How to avoid arithmetic mistakes?
There are certain quick methods called sanity checks which will catch most (but not all) arithmetic errors. One common one is to replace each number with the sum of its digits, which is the "casting out nines" method mentioned in Robert Israel's answer. To check a computation, say $567\times 894=506,898$, we replace $567$ with $5+6+7=18$ and $894$ with $8+9+4=21$, and then replace each of these with the sum of their digits to get $9$ and $3$ (in general we keep doing this until we get down to $1$ digit), while on the other side we get $5+0+6+8+9+8=36$ and then $3+6=9$. We then check that $9\times 3=9$ after casting out nines on both sides, and so our answer is probably right (though not necessarily). This method is called "casting out nines" because it ensures that whatever answer you are checking differs from the actual answer by a multiple of nine (hopefully $0\times 9$).
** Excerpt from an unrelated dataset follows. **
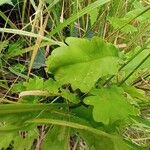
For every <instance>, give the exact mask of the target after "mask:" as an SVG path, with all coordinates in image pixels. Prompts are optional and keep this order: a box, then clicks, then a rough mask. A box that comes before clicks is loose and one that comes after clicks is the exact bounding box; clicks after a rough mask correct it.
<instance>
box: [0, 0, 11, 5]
mask: <svg viewBox="0 0 150 150" xmlns="http://www.w3.org/2000/svg"><path fill="white" fill-rule="evenodd" d="M3 4H10V5H13V3H12V0H1V1H0V5H3Z"/></svg>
However, this method has a serious drawback: if the answer you are checking is correct except for having the digits switched around (a relatively common error) the method will not catch the error. A remedy for this is to use "casting out elevens" where you take the alternating sums of the digits instead of the sums, such that the last digit is always added rather than subtracted. In our previous example, this becomes $5-6+7=6$, $8-9+4=3$ and $5+0-6+8-9+8=-4$. Here we have to be a little careful: we want to take the equation $6\times 3-(-4)=0$, cast out elevens (take the alternating sum) and verify that the the resulting equation holds, which in this case it does. We move everything to one side so that we don't have to work with numbers of different signs ($6\times 3=-4$ is true $\bmod 11$, which is what matters, but it is not obvious how to cast out elevens to show this). This ensures that whatever answer you are checking differs from the actual answer by a multiple of eleven (hopefully $0\times 11$), hence the name.
Edit: These methods can both be made rigrous with modular arithmetic. The first simple checks that an equation holds $\bmod 9$, and adding the digits comes from the fact that $$\begin{eqnarray} d_n\cdots d_1d_0 &=& \sum\limits_{i=1}^n 10^id_i\\ &\equiv& \sum\limits_{i=1}^n 1^id_i (\bmod 9)\\ &=&\sum\limits_{i=1}^n d_i \end{eqnarray}$$ while the second checks that an equation holds $\bmod 11$, and the alternating sum of the digits comes from the fact that $$\begin{eqnarray} d_n\cdots d_1d_0 &=& \sum\limits_{i=1}^n 10^id_i\\ &\equiv& \sum\limits_{i=1}^n (-1)^id_i (\bmod 11) \end{eqnarray}$$
Credit where credit is due: I believe I read about this years ago in a question to Dr. Math from an elementary school teacher who had been teaching the method and wanted to know how it worked.
In my experience, the best way to avoid computational errors is to avoid computation. Develop general algorithms for whatever quantity that you are looking for and then proceed to "plug and chug" as the last step. Mathematics requires precision, however, and you often cannot avoid having to comb over your work tediously.
I have found the best way to avoid these types of computational mistakes is:
To have extremely neat and clear handwriting.
To effectively use the space on the page to organize the work in a logical manner.
Use a pencil. Never cross things out, but erase them instead.
Always take the time to think things through slowly and carefully.
Keep your desk very neat and well organized.
I believe that if you write things down in a clear way, then you will think in a clear way; and if you write in a sloppy way, you will think in a sloppy way.